Washington met des bâtons dans les roues du cabinet libanais
Trois semaines après que le Premier ministre libanais, Fouad ‎Siniora, ait été chargé de former un cabinet d'union nationale, ‎aucune perspective promettante n'est à signaler. C'est notamment ‎après la récente visite de la Secrétaire d'Etat américaine, ‎Condoleezza Rice au Liban, que la mise en place de ce cabinet ‎s'est heurté à de nouvelles entraves, comme l'a estimé, le député du ‎Hezbollah au parlement et président du comité de renseignements ‎et d'informations, Hassan Fazlallah. Il y a 23 jours, le Président ‎libanais, Michel Sleimane a chargé, conformément à l'accord de ‎Doha, Fouad Siniora de former son cabinet, dans une semaine ou ‎dix jours, au maximum. L'accord de Doha avait, en effet, partagé ‎les portefeuilles entre le 14 mars et le 8 mars ainsi que le Président, ‎en consacrant 16 au courant au pouvoir, 11 à l'opposition et 3 au ‎Président Sleimane. Les parties en lice ont accepté la répartition ‎équitable des postes clés tels que le ministère de la Défense, des ‎Affaires étrangères et des Finances.
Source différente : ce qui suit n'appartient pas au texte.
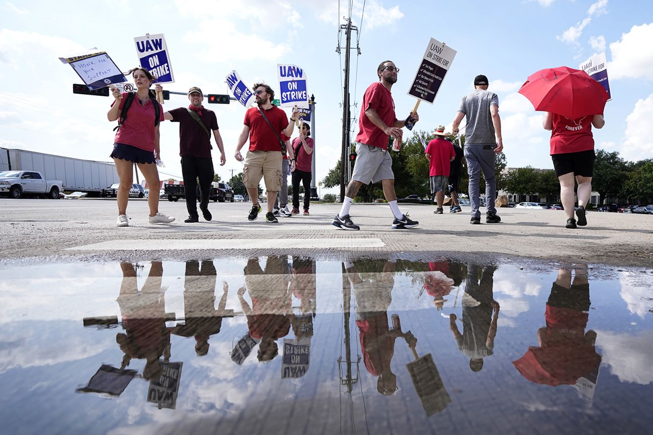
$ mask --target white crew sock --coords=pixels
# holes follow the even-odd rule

Cependant, le Courant du 14 ‎mars empêche, d'une manière ou autre, la formation du cabinet ‎d'union nationale, et entre temps Fouad Siniora, qui a été, ‎d'ailleurs, reconduit à son poste, grâce aux pressions des lobbies ‎israélo-américains, est resté les bras croisés. N'oublions pas que les ‎autorités américaines n'ont jamais caché qu'elles préféraient un ‎Liban en proie au chaos à un Liban stable. Juste quelques mois, au ‎paroxysme de la crise politique au pays du Cèdre, Condoleezza ‎Rice avait dit à ce propos, que l'Amérique ne se préoccupait pas de ‎la situation instable au Liban et qu'elle ne ferait donc rien pour la ‎régler. Cela s'explique, d'ailleurs, par les échecs répétitifs de ‎Washington et de Tel-Aviv face au Hezbollah. Les politiques ‎moyen-orientales des néo-conservateurs américains se sont toutes ‎perturbées, au lendemain de l'échec du régime sioniste dans la ‎guerre estivale contre le Liban, et c'est dans un tel contexte que ‎Bush doit quitter, dans quelque mois, la Maison Blanche, remettant ‎son projet du Grand Moyen-Orient aux Archives. Dans de telles ‎circonstances, Washington a concocté un nouveau complot, ‎menant le Courant du 14 mars à tergiverser dans la formation du ‎cabinet libanais et conduire le pays vers l'instabilité, pour ainsi ‎camoufler les erreurs et les scandales politiques de la Maison ‎Blanche.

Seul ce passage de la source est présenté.